Fuck, I feel old. So, so old. I am standing amidst a heaving, ebullient, and very up-for-it crowd of people on the ramp going down into the loading bay of the Tempodrom performance center in Berlin. We are waiting to gain entry to the venue for Shayne Oliver’s Anonymous Club show. It’s safe to say I have never felt every passing year as keenly—or not so keenly, more accurately—as I do at this very living minute.
Beside me is a towering, lanky kid who couldn’t look more Berlin if he tried (this is a compliment, btw) wearing what looks like to be a pair of riveted No Faith Studios raver denims, with an electric blue tipped fake furry fox tail hanging off of them. Meanwhile, behind me, is the super cool (and very nice, and very talented) Gerrit Jacob, the designer who has been serving up all sorts of fab looks for Dua Lipa. If we were waiting to get into a club and not a show, that club would be Berghain.
Now I am sitting in my seat, with an ominous circular lighting rig lowered to almost floor level in front of me, and the soundtrack of chirping birds, the kind of sweet refrain you might hear from a little bluebird about to alight on Snow White’s hand, has slowly turned into a grinding, incessant, cacophonous wall of sound which is making every single one of my fillings tingle. Like I said: I feel so, so old.
But I will tell you what’s not old, and definitely isn’t aging any time soon: Oliver’s brilliance at working intuitively within the idiom of the everyday—jeans, sweats, tees, hoodies, and parkas—and making it all magical. It’s been a while since I’ve had the pleasure of clapping eyes on one of Oliver’s shows. His big, bold Hood By Air extravaganzas in New York were essential viewing back in the day, IMO. But since then Oliver has decamped to Berlin and founded his new-ish label Anonymous Club. New York’s loss has been this city’s major gain.
The label’s name has a kind of delicious irony, of course, because anonymous is not something that he could ever be. That inventive and original cutting of Oliver’s stands out a mile. (Sorry, kilometer: We are in Europe.) It’s evident in this collection’s dominant silhouette, which sees the collar and shoulder line of any given garment morph upwards into a dramatic cowling hood, all of that controlled, almost sculpted volume up top contrasting with what’s going on below. Some of the pieces might have the Anonymous Club logo emblazoned on them; some had Shayne Oliver, in script, more discreetly placed on the back.

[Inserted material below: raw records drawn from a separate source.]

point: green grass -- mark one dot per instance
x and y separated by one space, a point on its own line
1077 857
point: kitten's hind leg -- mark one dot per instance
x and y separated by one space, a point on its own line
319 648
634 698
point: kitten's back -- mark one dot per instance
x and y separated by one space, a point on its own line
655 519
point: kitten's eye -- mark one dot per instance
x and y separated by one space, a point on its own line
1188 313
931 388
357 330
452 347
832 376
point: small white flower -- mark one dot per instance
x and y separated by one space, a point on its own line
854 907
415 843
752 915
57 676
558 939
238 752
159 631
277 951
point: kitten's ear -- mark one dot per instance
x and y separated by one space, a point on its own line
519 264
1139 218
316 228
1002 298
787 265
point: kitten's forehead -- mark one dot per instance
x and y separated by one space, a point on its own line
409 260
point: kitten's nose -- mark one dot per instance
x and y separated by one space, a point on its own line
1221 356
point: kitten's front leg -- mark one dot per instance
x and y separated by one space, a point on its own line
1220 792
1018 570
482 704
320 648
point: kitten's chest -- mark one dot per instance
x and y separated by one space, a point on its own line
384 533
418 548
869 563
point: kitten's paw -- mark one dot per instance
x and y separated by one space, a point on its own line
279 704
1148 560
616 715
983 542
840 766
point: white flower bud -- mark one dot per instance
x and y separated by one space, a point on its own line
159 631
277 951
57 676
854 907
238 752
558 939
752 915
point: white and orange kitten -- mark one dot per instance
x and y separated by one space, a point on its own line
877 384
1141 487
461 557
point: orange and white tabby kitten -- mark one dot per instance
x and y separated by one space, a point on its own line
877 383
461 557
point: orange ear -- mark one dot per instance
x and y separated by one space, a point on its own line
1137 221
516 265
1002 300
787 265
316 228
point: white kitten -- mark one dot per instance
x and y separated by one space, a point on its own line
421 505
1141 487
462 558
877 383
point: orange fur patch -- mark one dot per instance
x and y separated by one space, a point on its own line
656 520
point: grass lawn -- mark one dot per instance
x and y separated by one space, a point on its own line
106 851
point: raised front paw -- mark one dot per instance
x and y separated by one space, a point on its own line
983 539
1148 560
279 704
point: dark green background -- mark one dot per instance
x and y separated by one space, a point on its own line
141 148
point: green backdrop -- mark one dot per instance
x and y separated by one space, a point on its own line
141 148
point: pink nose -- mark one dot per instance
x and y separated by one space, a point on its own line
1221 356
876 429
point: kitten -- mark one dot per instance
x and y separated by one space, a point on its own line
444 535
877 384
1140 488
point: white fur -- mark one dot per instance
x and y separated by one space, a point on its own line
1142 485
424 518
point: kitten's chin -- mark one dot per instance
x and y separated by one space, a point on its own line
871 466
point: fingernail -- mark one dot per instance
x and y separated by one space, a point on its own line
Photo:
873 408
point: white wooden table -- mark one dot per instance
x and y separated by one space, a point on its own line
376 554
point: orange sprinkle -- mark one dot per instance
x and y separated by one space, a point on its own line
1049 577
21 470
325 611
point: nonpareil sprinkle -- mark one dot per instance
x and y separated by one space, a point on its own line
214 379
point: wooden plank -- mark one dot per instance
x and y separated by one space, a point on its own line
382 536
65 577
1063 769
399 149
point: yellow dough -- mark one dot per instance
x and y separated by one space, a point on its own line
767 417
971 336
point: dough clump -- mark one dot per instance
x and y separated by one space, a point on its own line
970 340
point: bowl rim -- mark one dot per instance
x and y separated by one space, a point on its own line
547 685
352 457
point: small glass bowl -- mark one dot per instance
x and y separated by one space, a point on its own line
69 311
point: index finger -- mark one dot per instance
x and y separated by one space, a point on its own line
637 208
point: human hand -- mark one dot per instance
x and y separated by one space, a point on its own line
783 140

As to what was below all that, it would be shorts, lots and lots of shorts (they’re a thing here in Berlin). Sometimes it might mean wide track pants, perhaps printed with a grid of interlocking bands. And other times faded, washed jeans whose perfect slouch starts from the hips and doesn’t give up until their hems hit the floor. Also of note here: the volume injected puffer gilets—one model holds hers in one hand as she navigates the circular runway as if she’d just won a prize fight—and the soft draping and folding of Oliver’s slinky (there is no other word) dresses.

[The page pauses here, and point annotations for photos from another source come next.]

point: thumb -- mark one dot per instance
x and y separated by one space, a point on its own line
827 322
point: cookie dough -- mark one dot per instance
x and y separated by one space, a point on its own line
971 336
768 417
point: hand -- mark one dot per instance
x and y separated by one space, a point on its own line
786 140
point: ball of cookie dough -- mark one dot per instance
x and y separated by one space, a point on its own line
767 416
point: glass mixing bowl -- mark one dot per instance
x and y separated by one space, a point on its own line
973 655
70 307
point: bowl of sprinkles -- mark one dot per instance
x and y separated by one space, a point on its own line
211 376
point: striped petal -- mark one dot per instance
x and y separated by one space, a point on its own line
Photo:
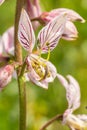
8 41
49 36
25 32
1 1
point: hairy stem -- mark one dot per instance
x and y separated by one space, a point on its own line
57 117
18 58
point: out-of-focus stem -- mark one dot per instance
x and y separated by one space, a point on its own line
18 58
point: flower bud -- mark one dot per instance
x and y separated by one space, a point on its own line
5 75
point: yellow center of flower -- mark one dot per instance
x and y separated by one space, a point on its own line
40 68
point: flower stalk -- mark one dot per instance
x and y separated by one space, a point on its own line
18 58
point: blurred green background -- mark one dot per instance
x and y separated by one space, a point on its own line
68 57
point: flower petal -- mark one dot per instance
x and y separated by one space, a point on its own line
74 92
34 11
5 75
70 32
25 32
49 36
8 41
41 72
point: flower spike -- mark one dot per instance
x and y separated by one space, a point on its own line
25 32
49 36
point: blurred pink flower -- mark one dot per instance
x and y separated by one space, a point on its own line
40 71
1 1
78 122
7 44
70 32
34 10
5 75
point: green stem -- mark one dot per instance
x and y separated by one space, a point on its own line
18 58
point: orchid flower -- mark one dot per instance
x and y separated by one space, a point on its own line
1 1
75 122
6 51
7 42
40 71
34 11
70 32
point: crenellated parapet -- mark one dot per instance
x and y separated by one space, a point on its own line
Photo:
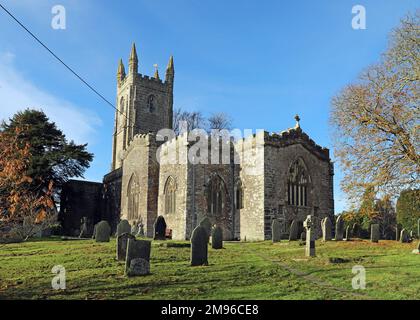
296 136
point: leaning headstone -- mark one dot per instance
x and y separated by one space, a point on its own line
374 233
339 228
140 232
397 232
293 234
94 231
326 229
348 233
137 260
199 247
276 230
404 236
123 227
138 267
412 235
103 231
160 228
134 228
122 241
355 230
310 237
83 228
418 228
206 224
217 238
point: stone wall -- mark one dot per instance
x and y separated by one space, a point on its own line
176 168
192 182
79 199
111 198
135 116
281 151
140 164
251 217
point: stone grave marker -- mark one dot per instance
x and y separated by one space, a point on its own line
276 230
374 233
122 241
310 237
199 247
123 227
339 228
137 261
103 231
293 234
217 238
160 229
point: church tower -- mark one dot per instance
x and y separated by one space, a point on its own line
145 104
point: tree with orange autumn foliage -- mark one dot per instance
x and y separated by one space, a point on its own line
23 210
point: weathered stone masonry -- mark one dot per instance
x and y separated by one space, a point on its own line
284 176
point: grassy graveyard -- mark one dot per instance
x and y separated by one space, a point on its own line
260 270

Afterwards, backstage was a melee: Models hanging out having a good time, still dressed in their looks—who could blame them; they looked great!—and a rush and a crush of people wanting to congratulate Oliver. As for him, the show, and its reaction, was vindication of what he has done with the label. “Usually with Anonymous Club, I work with specific fabrics and tweak them, and see where it takes me,” he said. “This time, I wanted to invoke some imagination, because one thing I think we’re missing right now is a bit of a fairy tale, a bit of innocence, especially now. It feels”—Oliver started to laugh—“recession proof, and also, that dreams are important.” That explained the Brothers Grimm like hooding and also the almost Prince Charming vibe of the shoes, low black leather pumps which used to be called court shoes way back when.
The twist, said Oliver, was to take the whimsy but make sure it didn’t detract from the wearability of the clothes. He puts that down to Berlin. “I get to take my time a bit more here, to work on wardrobe pieces,” he said. “The concept of the collection is heavily rooted in the design, so I think about the garments themselves, and then I get to think about how to present them. I love New York, and Paris, and I worked in Milan for years,” he went on to say, “but I just think there is a sense of reality here that’s more interesting to me the older I get.” To which I can add: Me too. Old I might have felt, but after seeing this, I also felt good.